Articles et interventions

Habitat 3, Après Quito – AITEC – 3p – 09.10.2016 – urbain

HABITAT 3
Après Quito

Gustave Massiah et Jean-François Tribillon

12 octobre 2016

Quelques réflexions et points d’appui
pour préparer une déclaration de l’AITEC et de Centre Sud après Quito.

 

Comme nous l’avons écrit dans « Le bon usage de Habitat 3 » ; c’est après les conférences internationales que se clarifient les enjeux. C’est donc après Quito que se définiront les tendances et les mobilisations.

Notre position est de favoriser l’alliance entre les acteurs qui défendront le droit au logement et le droit à la ville. Nous choisissons de nous situer dans cette alliance du point de vue des mouvements sociaux.

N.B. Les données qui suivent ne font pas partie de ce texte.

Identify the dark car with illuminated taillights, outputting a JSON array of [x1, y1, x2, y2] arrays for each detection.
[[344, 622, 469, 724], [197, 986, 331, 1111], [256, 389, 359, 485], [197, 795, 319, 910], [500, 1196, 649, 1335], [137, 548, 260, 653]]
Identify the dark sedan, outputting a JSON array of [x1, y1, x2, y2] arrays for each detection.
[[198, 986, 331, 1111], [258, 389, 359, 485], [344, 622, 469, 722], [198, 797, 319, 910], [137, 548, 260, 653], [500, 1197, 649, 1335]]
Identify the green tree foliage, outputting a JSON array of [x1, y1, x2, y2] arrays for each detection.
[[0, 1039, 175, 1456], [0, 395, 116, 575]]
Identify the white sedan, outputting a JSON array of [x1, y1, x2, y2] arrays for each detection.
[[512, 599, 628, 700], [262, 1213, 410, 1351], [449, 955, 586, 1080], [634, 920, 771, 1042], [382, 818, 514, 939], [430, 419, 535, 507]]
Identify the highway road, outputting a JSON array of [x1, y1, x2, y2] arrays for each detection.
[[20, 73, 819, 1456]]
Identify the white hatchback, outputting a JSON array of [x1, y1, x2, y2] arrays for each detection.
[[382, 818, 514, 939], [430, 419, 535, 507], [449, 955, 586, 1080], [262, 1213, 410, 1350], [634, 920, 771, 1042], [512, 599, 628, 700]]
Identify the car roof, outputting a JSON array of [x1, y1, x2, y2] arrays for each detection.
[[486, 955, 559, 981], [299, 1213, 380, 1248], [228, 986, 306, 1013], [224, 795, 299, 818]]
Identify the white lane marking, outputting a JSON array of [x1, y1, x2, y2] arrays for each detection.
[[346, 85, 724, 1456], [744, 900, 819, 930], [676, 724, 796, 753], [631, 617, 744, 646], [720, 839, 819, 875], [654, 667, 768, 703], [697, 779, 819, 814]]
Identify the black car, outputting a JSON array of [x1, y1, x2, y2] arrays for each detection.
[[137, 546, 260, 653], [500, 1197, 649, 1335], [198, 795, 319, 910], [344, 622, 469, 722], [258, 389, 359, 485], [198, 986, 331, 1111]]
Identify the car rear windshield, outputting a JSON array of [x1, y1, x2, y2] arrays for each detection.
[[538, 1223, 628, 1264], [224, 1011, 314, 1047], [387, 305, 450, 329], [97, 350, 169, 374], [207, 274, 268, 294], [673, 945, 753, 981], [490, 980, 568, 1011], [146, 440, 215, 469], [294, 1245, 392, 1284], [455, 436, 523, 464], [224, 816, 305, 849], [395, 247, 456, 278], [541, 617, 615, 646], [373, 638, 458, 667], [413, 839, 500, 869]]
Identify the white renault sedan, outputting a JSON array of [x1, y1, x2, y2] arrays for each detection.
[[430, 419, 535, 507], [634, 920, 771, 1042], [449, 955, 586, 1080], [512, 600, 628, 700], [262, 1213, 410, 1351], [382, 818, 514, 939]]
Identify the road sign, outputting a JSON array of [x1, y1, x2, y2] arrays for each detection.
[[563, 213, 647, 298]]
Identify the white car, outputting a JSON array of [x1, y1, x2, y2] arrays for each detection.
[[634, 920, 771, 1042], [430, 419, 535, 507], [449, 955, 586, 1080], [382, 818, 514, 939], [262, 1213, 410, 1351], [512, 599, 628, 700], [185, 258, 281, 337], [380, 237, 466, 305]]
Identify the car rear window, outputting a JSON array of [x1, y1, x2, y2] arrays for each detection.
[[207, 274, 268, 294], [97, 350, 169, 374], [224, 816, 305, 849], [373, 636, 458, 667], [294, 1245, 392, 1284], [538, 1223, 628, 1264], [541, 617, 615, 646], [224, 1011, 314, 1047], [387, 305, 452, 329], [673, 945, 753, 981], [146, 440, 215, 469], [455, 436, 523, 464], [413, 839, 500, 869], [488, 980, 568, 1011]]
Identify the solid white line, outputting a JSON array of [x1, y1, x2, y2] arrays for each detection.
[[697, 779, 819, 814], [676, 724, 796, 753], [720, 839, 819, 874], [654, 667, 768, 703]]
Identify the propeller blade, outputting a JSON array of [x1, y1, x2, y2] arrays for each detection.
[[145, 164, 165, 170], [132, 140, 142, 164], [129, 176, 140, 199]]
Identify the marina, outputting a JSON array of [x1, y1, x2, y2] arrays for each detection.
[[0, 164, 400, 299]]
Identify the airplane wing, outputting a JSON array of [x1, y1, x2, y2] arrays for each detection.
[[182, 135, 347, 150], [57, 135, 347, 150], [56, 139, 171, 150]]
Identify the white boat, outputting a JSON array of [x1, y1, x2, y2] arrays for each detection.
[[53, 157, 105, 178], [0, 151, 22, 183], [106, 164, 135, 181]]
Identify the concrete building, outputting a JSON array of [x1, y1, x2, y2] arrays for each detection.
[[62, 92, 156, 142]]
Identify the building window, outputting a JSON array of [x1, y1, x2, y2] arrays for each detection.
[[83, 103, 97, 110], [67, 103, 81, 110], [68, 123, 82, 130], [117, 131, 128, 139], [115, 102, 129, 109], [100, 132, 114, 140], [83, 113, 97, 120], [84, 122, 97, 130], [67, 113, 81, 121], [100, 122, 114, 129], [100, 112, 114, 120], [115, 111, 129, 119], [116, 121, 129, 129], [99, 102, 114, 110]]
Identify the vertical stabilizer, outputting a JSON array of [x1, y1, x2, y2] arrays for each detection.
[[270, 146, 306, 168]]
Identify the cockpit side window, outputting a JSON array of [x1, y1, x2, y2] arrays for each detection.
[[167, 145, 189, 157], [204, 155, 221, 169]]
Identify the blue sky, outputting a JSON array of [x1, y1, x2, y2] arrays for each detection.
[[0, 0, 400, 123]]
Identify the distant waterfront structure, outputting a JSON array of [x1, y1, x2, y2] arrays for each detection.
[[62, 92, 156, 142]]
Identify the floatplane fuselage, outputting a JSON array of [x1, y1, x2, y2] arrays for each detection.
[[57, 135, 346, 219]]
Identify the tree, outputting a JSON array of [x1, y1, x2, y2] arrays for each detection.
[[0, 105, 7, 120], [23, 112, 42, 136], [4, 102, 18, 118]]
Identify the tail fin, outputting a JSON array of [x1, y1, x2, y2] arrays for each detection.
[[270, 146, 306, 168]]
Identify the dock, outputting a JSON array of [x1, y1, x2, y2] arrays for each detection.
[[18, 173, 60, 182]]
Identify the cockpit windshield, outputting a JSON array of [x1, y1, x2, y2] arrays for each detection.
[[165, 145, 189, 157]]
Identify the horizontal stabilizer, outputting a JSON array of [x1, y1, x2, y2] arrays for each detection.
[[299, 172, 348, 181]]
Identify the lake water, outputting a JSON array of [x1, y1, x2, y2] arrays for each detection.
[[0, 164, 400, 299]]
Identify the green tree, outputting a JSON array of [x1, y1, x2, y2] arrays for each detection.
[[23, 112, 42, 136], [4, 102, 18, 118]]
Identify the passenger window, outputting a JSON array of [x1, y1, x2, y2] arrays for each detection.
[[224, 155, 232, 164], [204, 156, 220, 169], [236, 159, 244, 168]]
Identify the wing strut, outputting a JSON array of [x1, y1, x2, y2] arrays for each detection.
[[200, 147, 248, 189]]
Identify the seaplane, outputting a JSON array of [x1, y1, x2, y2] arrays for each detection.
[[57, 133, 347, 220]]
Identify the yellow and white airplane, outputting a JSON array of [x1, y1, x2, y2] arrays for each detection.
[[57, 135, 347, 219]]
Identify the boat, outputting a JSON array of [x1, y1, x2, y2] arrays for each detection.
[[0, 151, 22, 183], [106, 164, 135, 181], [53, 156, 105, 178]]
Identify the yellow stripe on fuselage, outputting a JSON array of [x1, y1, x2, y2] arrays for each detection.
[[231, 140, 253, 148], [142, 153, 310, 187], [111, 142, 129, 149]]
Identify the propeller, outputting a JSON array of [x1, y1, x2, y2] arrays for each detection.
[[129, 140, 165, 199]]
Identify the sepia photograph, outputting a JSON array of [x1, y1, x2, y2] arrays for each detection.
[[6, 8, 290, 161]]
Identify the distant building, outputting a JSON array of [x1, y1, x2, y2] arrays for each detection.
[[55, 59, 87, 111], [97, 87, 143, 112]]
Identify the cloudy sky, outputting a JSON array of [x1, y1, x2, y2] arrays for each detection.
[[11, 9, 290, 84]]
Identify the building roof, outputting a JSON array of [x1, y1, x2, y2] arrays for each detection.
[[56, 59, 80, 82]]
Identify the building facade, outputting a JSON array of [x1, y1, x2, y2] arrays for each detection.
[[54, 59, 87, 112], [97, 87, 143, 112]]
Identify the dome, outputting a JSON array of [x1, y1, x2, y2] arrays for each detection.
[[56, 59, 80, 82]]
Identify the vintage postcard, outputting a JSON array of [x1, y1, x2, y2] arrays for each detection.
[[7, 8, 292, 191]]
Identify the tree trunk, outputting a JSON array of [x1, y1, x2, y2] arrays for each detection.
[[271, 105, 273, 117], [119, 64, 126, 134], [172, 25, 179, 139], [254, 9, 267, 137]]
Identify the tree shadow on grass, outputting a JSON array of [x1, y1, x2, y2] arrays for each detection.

Les mouvements sociaux et citoyens ne se résument pas pour nous aux sociétés civiles. L’approche des sociétés civiles n’est pas inintéressante ; à condition de ne pas retenir l’approche ONU ou UE qui considère que les entreprises en font partie. Les sociétés civiles sont pour nous les acteurs non-gouvernementaux et non-lucratifs (non governmental and non profit). Ils comprennent les associations et l’opinion publique. Ils expriment les positions des citoyens. Les mouvements sociaux et citoyens définissent les dynamiques sociales dans une perspective historique. Ce sont les mouvements : mouvement des travailleurs et mouvement ouvrier ; mouvement paysan ; mouvement des droits des femmes ; mouvements des peuples autrochtones ; … Nous mettons en avant les mouvements d’habitants et de citadins. La première alliance est à construire entre les mouvements d’habitants et les autres mouvements sociaux et citoyens.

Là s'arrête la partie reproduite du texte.